Eudaly: Past as prologue

T.A. Barnhart

I am proud of the support I’ve given women candidates in Oregon. I will always support a woman candidate if she’s qualified for office; I might defer to a man of color under certain circumstances, of course, but for the same reasons I support women. But I do what I can to push real representation forward.

Which is why not simply opposing a woman candidate but doing so vigorously is difficult for me. I know a lot of people are enthused about Chloe Eudaly; I’m not one of them. I’ve not only seen no indication that she is qualified to sit on the City Council, her past practices as a business owner demonstrate to me just how unqualified she is.

Let’s start with what we learned from The Oregonian’s report on Eudaly’s business:

She did not monitor her bookkeeper, as in: Did you file my taxes this year? How come I haven’t seen any tax forms to review and sign?

She’s not registered as a business with the City of Portland. As a quick comparison, I looked up Powell’s Books; they were listed as “In Compliance”. (It is illegal to do business in the city of Portland without a business license.)

She has repeatedly failed to register her business with the Secretary of State’s office; as of now, she is not registered to do business in Oregon. Has not been for over six years. Her business is listed as “Inactive”, and her business address isn’t even correct. Filing this paperwork is simple; even I’ve managed to do it in the past. (And since she markets herself as an “LLC” she underscores her failure to maintain her legal business status with the state.)

A major point not covered in the article: Eudaly relies heavily on unpaid staffers at Reading Frenzy. Question: How much of her staffing is unpaid? She actively recruits these through her website, which might be fine if it were a coop or a community project (ie, tool library). It is not: it’s a for-profit enterprise.

And the use of unpaid labor is, of course, illegal.

She also has dipped into the Kickstarter well repeatedly. Not to pay her back taxes or even the $50 to register her business with the state. Nor even to pay employees, but to create special products to sell. Her second Kickstarter, for example, in Spring 2011, raised $4,245 to produce prints to sell to support the business – and, as it appears all of these sold, she grossed at least $25,000 from those print (no record of the fourth prints quantity or sale price, but assuming a run similiar to the others, she probably grossed $7,500.)

And she raised this money after failing to re-register with the Secretary of State’s office; she never found the time to pay the $100 annual fee despite the Kickstarter’s huge success.

I have no problem with her running a Kickstarter to support and promote her business; congratulations to her and her friends and supporters for this success. But why isn’t she taking care of the basics: why isn’t she taking care of the basics?

“Despite outstanding debts, [in 2016] Eudaly steered more than $2,100 in cash from Reading Frenzy to her campaign.”
The IRS might wonder about her priorities.

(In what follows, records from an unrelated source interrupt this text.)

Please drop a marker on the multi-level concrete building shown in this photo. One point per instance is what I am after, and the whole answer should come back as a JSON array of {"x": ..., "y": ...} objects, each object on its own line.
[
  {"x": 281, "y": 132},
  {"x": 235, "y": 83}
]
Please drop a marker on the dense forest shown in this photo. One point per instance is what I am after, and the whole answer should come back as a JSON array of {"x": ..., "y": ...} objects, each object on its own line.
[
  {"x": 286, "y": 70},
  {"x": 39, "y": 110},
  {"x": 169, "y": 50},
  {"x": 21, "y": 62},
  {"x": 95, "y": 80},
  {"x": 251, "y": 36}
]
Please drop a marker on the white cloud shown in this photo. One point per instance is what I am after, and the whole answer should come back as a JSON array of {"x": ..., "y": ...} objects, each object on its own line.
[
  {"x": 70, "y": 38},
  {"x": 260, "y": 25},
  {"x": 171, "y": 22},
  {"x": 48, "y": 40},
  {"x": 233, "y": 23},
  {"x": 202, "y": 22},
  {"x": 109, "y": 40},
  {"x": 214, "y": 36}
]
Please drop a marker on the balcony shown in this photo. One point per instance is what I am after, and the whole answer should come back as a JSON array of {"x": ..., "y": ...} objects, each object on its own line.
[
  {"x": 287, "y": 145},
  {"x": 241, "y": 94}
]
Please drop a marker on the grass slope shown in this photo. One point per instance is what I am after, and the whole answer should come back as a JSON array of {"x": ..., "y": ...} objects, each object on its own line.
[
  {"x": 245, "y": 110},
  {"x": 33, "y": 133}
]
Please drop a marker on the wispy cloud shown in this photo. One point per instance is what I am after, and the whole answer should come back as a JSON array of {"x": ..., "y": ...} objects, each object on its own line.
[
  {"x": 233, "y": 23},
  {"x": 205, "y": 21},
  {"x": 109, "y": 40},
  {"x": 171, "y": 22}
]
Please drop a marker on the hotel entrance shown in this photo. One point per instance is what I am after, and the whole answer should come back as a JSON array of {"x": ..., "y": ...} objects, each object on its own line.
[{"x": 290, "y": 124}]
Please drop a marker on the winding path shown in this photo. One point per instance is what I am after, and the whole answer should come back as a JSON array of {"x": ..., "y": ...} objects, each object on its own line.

One Kickstarter raised over $50,000 – and again, she failed to pay the $100 fee to the state to register her business lawfully. (She went into that Kickstarter after taking a $22,000 loan from friends – but no indication of whether the KS would repay that or be in addition.)

Here’s what I wonder, and I’ve seen nothing to change my mind since a debate earlier this year: Eudaly has failed repeatedly over the years to obey basic laws for business owners in Portland. She has failed to monitor her own business’ taxes. She uses unpaid labor in her for-profit business. How can we expect a novice who has demonstrated incompetence at this level to given responsibility for even a single city bureau?

In the past few years, we’ve seen two novice city councilors, Steve Novick and Amanda Fritz, come into office and struggle mightily in their first terms. Fritz almost got turfed out by Mary Nolan after her first term, and we see Novick having to fight to hang on to his seat. Why wouldn’t Eudaly, like those two, become a competent city councilor?

Both Fritz and Novick came into office with far more experience than Eudaly would have, and both struggled mightily (both suffered with problematic mayors, too, something Portland won’t face in 2017). Eudaly, with her problematic record as a business owner, inspires only trepidation in me as to her ability to handle the job – or even to grow into it.

And with some incredible challenges facing this city in the wake of the Hales’ mayorality, we need experienced, competent bureau leaders. I still trust Steve Novick to become the councilor so many of us hoped he would be when we elected him four years ago. I have zero trust that Chloe Eudaly has the chops for this job. Her record as a business owner tells me that she’s a poor business owner. Putting her on the Portland City Council would bad for our city.